Four hundred and thirty-six CVSs from early spontaneous abortion were collected. Genomic DNA was extracted using a routine method, and the chromosomal copy number variants (CNVs) were analyzed by array CGH and NGS. Two hundred and twenty-five samples (51.6 %) with abnormal chromosomes were identified among 436 samples, of which 188 samples (41.3 %) were aneuploidy, 23 samples (5.3 %) were segmental deletion and/or duplication cases, and 14 samples (3.2 %) were triploid. Two of the three cases with small segmental deletion and duplication were validated to be transferred from their fathers who were carriers of submicroscopic reciprocal translocation.
A high chromosomal abnormality detection rate on CVSs from early spontaneous miscarriage was achieved by array CGH and NGS. Specifically, the detection of submicroscopic recombination, which is sometimes missed by conventional karyotyping, was important for genetic counseling for the couples that suffered from recurrent miscarriages.
Miscarriage is the most common complication of pregnancy. About 10 –15 % of all clinically recognized pregnancies result in spontaneous miscarriage . Chromosomal abnormalities account for ~45 % of early spontaneous miscarriages . G-banding karyotyping is a traditional method of chromosomal analysis, and it plays an important role in investigating the reason for spontaneous abortion. However, G-banding karyotyping is hampered by poor chromosome preparations, culture failure, and maternal cell contamination. Molecular karyotype approaches, such as multiplex fluorescence in situ hybridization (mFISH), multiplex ligation-dependent probe amplification (MLPA), and quantitative real-time polymerase chain reaction (qPCR), have overcome some disadvantages inherent to conventional cytogenetic techniques. However, they are criticized for their restricted resolutions and/or limited coverage on the whole genome [3–5]. In this study, we apply array comparative genomic hybridization (array CGH) and next generation sequencing (NGS) technology to detect chromosomal abnormalities on chorionic villus samples (CVSs) from women who had early spontaneous miscarriages.
Samples collection and DNA extraction
The study was approved by Institutional Review Board of the First Affiliated Hospital of Nanjing Medical University. With informed consent, four hundred and thirty-six CVSs from women who had spontaneous miscarriages were collected, and all the miscarriages occurred between 5 to 12 weeks in gestational age. Each sample was rinsed in normal saline solution three times. Then 10 mg of the tissue was submitted to extract genomic DNA using a DNA extraction kit (Tiangen, China).
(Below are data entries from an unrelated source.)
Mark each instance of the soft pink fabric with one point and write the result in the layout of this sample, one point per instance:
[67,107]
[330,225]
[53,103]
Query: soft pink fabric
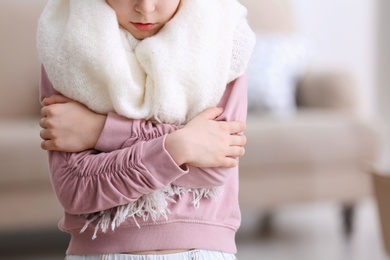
[130,161]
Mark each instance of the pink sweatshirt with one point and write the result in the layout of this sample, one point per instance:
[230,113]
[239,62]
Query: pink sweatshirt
[129,161]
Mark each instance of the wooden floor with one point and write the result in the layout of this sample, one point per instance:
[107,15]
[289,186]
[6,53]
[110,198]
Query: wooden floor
[304,232]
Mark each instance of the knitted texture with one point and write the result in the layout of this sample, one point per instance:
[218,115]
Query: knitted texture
[169,77]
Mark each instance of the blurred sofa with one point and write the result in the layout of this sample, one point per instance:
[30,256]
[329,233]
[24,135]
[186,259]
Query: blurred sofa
[27,201]
[322,151]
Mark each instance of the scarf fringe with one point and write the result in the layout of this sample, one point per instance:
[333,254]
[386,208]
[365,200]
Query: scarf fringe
[153,205]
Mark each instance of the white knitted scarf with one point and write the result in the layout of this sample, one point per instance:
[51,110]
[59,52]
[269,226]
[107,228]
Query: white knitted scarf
[168,78]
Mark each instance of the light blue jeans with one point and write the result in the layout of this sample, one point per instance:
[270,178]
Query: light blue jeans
[189,255]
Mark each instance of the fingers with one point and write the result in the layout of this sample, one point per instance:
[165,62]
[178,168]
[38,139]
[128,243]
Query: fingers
[56,99]
[236,127]
[237,140]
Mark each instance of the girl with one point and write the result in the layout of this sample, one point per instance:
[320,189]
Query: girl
[147,182]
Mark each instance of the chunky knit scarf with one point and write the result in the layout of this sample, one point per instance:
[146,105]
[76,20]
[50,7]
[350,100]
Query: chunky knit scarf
[169,77]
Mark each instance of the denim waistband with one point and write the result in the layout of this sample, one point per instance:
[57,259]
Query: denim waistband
[188,255]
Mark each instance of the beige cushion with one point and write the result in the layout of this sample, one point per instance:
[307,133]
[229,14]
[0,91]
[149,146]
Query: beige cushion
[270,15]
[317,138]
[19,68]
[21,158]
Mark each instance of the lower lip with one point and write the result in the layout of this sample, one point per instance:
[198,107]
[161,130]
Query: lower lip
[144,26]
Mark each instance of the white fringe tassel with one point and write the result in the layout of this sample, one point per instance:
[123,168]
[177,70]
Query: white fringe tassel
[151,205]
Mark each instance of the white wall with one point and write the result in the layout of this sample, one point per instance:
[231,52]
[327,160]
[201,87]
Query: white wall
[343,33]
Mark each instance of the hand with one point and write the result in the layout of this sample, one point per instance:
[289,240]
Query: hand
[69,126]
[204,142]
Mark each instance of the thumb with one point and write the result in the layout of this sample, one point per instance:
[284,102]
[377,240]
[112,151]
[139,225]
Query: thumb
[211,113]
[56,99]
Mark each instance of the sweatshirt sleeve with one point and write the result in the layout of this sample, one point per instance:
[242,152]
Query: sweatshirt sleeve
[120,132]
[93,181]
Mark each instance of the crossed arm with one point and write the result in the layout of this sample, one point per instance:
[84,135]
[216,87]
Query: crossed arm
[206,150]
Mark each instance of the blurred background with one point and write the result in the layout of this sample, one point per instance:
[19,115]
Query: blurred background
[318,130]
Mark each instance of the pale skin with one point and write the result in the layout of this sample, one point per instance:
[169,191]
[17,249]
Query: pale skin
[69,126]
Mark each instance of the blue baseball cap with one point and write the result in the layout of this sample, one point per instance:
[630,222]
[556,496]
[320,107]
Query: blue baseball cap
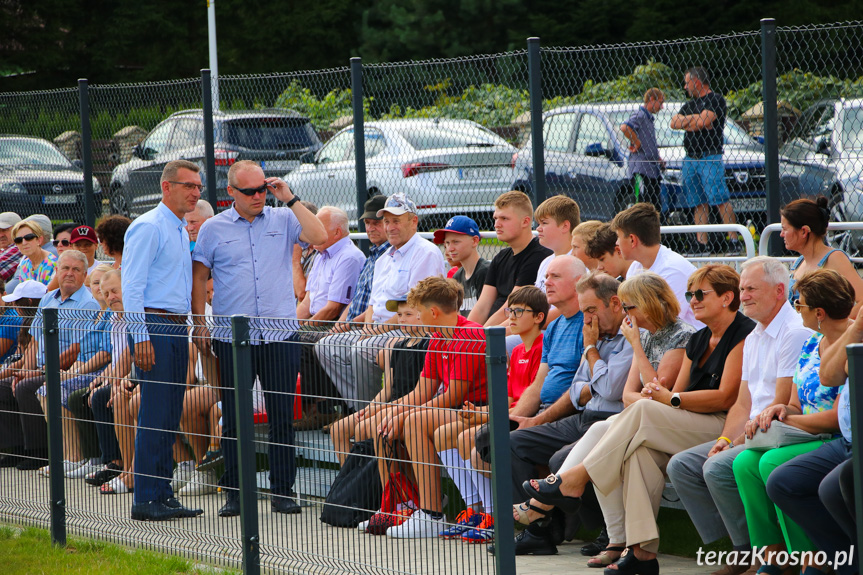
[457,225]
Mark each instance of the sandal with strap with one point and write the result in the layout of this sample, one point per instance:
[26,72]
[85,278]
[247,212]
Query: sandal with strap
[549,493]
[522,510]
[115,487]
[603,559]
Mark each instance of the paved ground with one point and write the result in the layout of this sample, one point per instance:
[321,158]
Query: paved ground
[291,544]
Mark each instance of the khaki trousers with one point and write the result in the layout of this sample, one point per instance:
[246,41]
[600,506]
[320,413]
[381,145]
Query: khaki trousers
[633,454]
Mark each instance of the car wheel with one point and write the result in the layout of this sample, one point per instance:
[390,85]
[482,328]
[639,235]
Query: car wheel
[118,203]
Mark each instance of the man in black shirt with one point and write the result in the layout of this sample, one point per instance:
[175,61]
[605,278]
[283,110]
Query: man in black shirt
[515,266]
[703,174]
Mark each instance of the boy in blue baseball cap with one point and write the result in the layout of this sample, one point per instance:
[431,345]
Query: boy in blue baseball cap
[460,238]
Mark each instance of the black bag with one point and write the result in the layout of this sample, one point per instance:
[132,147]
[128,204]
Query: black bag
[356,493]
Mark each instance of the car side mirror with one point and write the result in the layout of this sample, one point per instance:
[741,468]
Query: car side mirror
[596,150]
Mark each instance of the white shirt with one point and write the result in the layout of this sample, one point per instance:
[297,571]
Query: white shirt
[674,269]
[398,270]
[770,353]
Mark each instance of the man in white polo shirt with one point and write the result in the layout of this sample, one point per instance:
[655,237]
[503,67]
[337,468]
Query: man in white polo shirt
[637,231]
[350,358]
[703,475]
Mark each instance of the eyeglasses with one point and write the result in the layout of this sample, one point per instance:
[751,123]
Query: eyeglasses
[189,186]
[252,191]
[697,294]
[516,312]
[27,238]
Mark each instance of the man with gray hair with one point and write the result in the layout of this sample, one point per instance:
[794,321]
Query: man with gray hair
[331,286]
[203,211]
[703,475]
[22,423]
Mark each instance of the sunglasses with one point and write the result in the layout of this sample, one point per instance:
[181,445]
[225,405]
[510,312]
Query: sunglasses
[697,294]
[27,238]
[189,186]
[252,191]
[516,312]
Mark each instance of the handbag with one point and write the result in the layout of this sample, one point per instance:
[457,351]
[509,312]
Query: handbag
[400,499]
[780,434]
[356,491]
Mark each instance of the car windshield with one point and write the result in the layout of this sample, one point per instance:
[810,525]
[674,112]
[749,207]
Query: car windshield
[852,129]
[22,152]
[269,133]
[668,138]
[435,137]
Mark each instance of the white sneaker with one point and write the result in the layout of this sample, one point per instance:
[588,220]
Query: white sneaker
[182,474]
[90,466]
[68,467]
[420,525]
[201,483]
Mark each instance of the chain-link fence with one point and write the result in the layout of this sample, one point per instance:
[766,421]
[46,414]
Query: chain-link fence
[454,134]
[219,448]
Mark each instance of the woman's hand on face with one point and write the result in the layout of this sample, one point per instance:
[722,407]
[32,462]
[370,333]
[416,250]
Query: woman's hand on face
[629,327]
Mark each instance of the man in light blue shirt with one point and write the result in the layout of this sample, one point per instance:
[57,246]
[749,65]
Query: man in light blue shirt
[157,286]
[248,251]
[22,422]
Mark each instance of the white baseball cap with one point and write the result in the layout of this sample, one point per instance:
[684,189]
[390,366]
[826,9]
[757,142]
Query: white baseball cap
[27,288]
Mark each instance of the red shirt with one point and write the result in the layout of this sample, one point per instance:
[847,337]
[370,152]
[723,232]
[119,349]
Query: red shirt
[523,366]
[460,358]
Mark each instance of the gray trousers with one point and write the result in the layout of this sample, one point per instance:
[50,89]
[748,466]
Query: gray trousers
[350,359]
[708,490]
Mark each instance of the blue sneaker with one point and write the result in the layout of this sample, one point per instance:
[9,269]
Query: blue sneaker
[466,520]
[483,533]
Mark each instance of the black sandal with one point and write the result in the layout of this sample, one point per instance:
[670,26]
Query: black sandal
[629,564]
[549,493]
[523,508]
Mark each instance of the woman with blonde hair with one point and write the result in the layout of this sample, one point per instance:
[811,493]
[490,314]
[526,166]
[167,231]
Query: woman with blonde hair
[37,264]
[628,461]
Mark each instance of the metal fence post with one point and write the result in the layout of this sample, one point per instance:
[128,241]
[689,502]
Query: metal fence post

Chromosomal copy number analysis by array CGH
Genomic DNA samples were fluorescently labelled and competitively hybridized to CytoChip Focus Constitutional microarrays (Illumina, USA) with a normal male control gDNA in an array CGH experiment format. A laser scanner InnoScan w710AL (Innopsys, France) was used to excite the hybridized fluorophores and read and store the resulting images of the hybridization. Scanned images were then analyzed and quantified by an algorithm with fixed settings in BlueFuse Multi Software (Illumina, USA) (available protocol at www.cytochip.com).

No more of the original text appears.